Beep! “Station 5, ambulance 61, truck 81, man in distress, Johnson St.” the dispatcher’s voice interrupts our conversation.

“Let’s go boys; get in the truck.”

It is a hot, miserable day as we weave through the afternoon traffic.

As we approach the scene, a man runs toward the rig, screaming, “Help, please, help!”

“Go! Go! Go! Grab the two eight-foot ladders. Sam, get the webbing, we need to get him out of there right away!” I yell commands.  A man has fallen through a broken drain grate. He is hanging there, as the metal from the drainage vent digs into his flesh. He is slowly bleeding out.

“We need to strap the ladders together and make an A frame over him to pull him out, get me the grinder,” I am talking quickly but clearly. “As I cut, slowly lift him out.”

“Ahhhhhh please stop! It hurts Uhh!” the injured man groans.

“Let’s go, get him out of there! He’s bleeding out!”

As we pull him out slowly, he loses consciousness. The ambulance crew takes him hospital where he is properly treated.

“Man what a day!”


September 11, 2001

I can’t sleep, I decide to go into work early and get a head start on the day. As I’m driving to work I get this weird feeling today’s not going to be a normal day. I don’t know why, but it just doesn’t feel right. When I get to work, I do my normal routine, check the rig, check the oxygen tanks, and do my paperwork for the day. As I’m sitting there I here the bell go off .

Beep!! “Engine 81, squad 3, ambulance 61, building on fire!”

“ I’m telling you, chief, this doesn’t feel right,” I say. As we approach the scene, we see fire coming out of the North Tower. We hear on the news a plane has struck the North Tower of the World Trade Center. This is more then what we bargained for, but I know our training will kick in. Our first priority is to save lives. Something catches Sam’s eye, and we know we’re going in.

“We’re going to have to use the stairs, the elevators are out,” Sam said with smoke in is lungs. The smoke is so thick we can hardly see or breathe. We clear each room, directing people to staircases.

“Captain, I hear a voice coming from the room above,” said Sam.

We agree he will go.

I told Sam, “Meet me at the staircase.” I’m so glad sam is my partner. I’ve always fully trusted him to do the right thing.

“Out! out! This is an order. Exit immediately.” The chief yells into the radio.

“ Sam, are you heading to the stairs?” I call over the radio. “Sam call out!” “Chief, I think Sam’s hurt.
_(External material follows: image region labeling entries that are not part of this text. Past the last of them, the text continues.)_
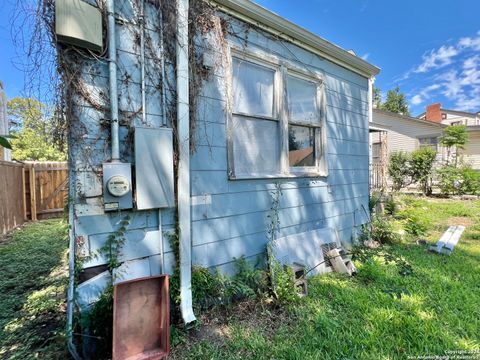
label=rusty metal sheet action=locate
[112,275,170,360]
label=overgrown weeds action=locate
[0,220,68,359]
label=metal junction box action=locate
[55,0,103,51]
[135,127,175,210]
[103,162,132,211]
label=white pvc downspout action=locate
[176,0,196,324]
[67,162,81,360]
[107,0,120,162]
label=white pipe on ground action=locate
[107,0,120,161]
[176,0,196,324]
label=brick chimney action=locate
[425,103,442,123]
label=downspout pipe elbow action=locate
[176,0,196,324]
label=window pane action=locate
[232,116,280,176]
[232,58,275,117]
[288,125,315,166]
[287,76,320,124]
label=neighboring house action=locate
[418,103,480,170]
[370,109,445,188]
[59,0,379,321]
[0,81,11,161]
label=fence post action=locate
[30,164,37,221]
[22,165,28,221]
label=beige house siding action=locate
[373,109,442,154]
[462,131,480,170]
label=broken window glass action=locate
[288,125,315,166]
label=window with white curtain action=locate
[228,51,327,179]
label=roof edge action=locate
[373,108,447,128]
[209,0,380,78]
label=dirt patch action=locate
[447,216,475,227]
[169,300,293,359]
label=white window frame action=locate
[226,47,328,180]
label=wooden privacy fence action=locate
[0,161,25,234]
[0,162,68,233]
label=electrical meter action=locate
[107,175,130,197]
[103,162,132,211]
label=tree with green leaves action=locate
[7,97,66,161]
[439,125,468,167]
[379,86,410,116]
[388,151,412,191]
[410,146,437,195]
[372,85,382,109]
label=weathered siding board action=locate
[461,131,480,170]
[72,1,369,282]
[224,17,368,89]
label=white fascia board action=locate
[209,0,380,78]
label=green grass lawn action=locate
[0,220,68,359]
[0,197,480,360]
[172,197,480,360]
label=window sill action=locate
[228,171,328,181]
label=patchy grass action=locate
[0,219,68,359]
[172,197,480,360]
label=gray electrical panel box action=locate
[103,162,132,211]
[55,0,103,51]
[135,127,175,209]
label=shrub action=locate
[437,165,480,195]
[440,125,468,166]
[404,215,428,237]
[385,195,399,216]
[388,151,411,191]
[368,191,382,215]
[370,217,401,244]
[270,257,299,305]
[410,146,437,195]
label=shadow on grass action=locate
[0,220,68,359]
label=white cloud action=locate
[458,31,480,51]
[397,31,480,111]
[410,84,440,105]
[413,45,458,73]
[410,95,423,105]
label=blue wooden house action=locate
[59,0,379,328]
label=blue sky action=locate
[0,0,480,115]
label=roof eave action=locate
[373,109,447,128]
[209,0,380,78]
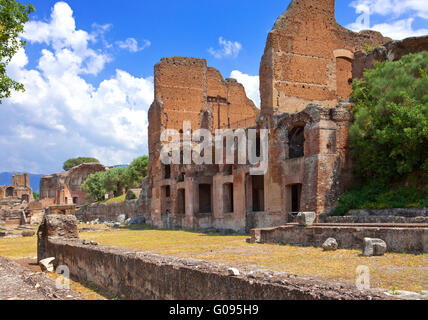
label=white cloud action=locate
[230,70,260,109]
[347,0,428,40]
[208,37,242,59]
[116,38,152,53]
[0,2,153,173]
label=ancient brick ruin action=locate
[40,163,107,205]
[147,0,400,232]
[260,0,390,114]
[0,173,34,225]
[0,173,33,202]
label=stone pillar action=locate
[37,206,79,261]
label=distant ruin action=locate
[40,163,107,205]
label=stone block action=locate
[363,238,387,257]
[297,212,317,227]
[322,238,339,251]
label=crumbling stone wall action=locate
[251,224,428,253]
[38,210,389,300]
[264,103,352,222]
[260,0,390,114]
[0,173,34,203]
[148,57,259,232]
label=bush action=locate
[350,52,428,181]
[62,157,100,171]
[334,51,428,215]
[82,156,149,201]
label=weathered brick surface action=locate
[260,0,390,114]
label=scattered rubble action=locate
[39,258,55,272]
[363,238,387,257]
[297,212,317,227]
[322,238,339,251]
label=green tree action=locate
[0,0,35,103]
[350,51,428,182]
[62,157,100,171]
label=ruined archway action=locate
[288,126,305,159]
[6,187,15,197]
[334,49,354,98]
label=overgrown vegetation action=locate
[62,157,100,171]
[334,51,428,215]
[0,0,35,104]
[82,156,149,201]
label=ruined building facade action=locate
[40,163,107,205]
[148,0,389,232]
[0,173,33,202]
[142,0,419,232]
[260,0,390,114]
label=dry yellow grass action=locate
[0,229,428,292]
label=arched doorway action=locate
[288,126,305,159]
[6,187,15,197]
[334,49,354,98]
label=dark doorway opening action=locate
[288,127,305,159]
[223,183,234,213]
[199,184,212,213]
[291,184,302,212]
[176,189,186,215]
[164,165,171,179]
[252,176,265,212]
[6,187,14,197]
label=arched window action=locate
[6,187,14,197]
[288,126,305,159]
[334,49,354,98]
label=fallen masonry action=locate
[250,223,428,253]
[0,256,82,300]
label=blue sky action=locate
[0,0,428,173]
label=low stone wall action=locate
[318,208,428,224]
[37,210,391,300]
[319,216,428,224]
[347,208,428,218]
[76,200,144,222]
[46,239,390,300]
[251,224,428,253]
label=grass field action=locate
[0,228,428,292]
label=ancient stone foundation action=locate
[38,210,388,300]
[76,200,144,222]
[251,224,428,253]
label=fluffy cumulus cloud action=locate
[116,38,152,53]
[348,0,428,40]
[0,2,153,173]
[208,37,242,59]
[230,70,260,109]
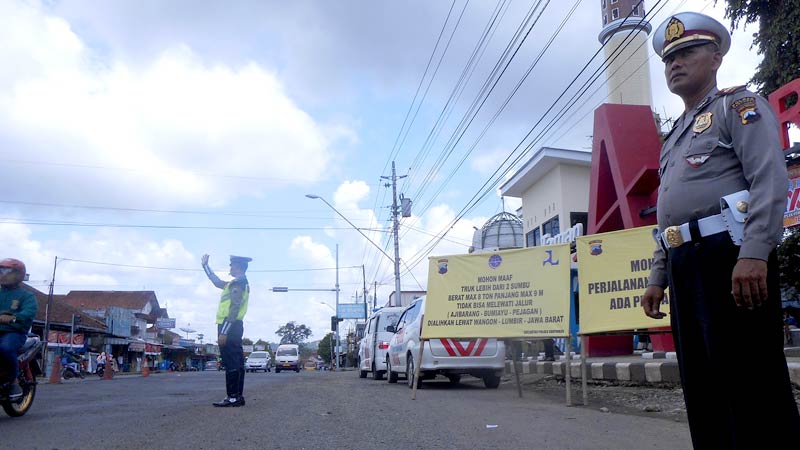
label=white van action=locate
[275,344,301,373]
[386,297,506,389]
[244,351,272,373]
[358,306,405,380]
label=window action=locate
[542,216,561,237]
[525,227,542,247]
[569,212,589,233]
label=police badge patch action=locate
[731,97,761,125]
[692,112,714,134]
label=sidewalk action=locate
[506,347,800,386]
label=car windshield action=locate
[383,313,400,330]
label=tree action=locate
[275,322,311,344]
[725,0,800,299]
[317,333,334,364]
[725,0,800,96]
I need to go look for him,” I try to speak calmly into my radio.

“ NO! No one goes back in, get out now!” Chief yells.

“Chief, I can’t just leave him,” I protest.


On September 11, 2001 at 8:45 am two planes were hijacked and flown into the World Trade Center. Over 343 fire fighters were killed, including my best friend Sam Vogel. 2996 civilians were killed, including 19 hijackers. And more than 6,000 others were injured. When I look back at that day of sorrow, it reminds me of why I became a firefighter, to protect the people of this world.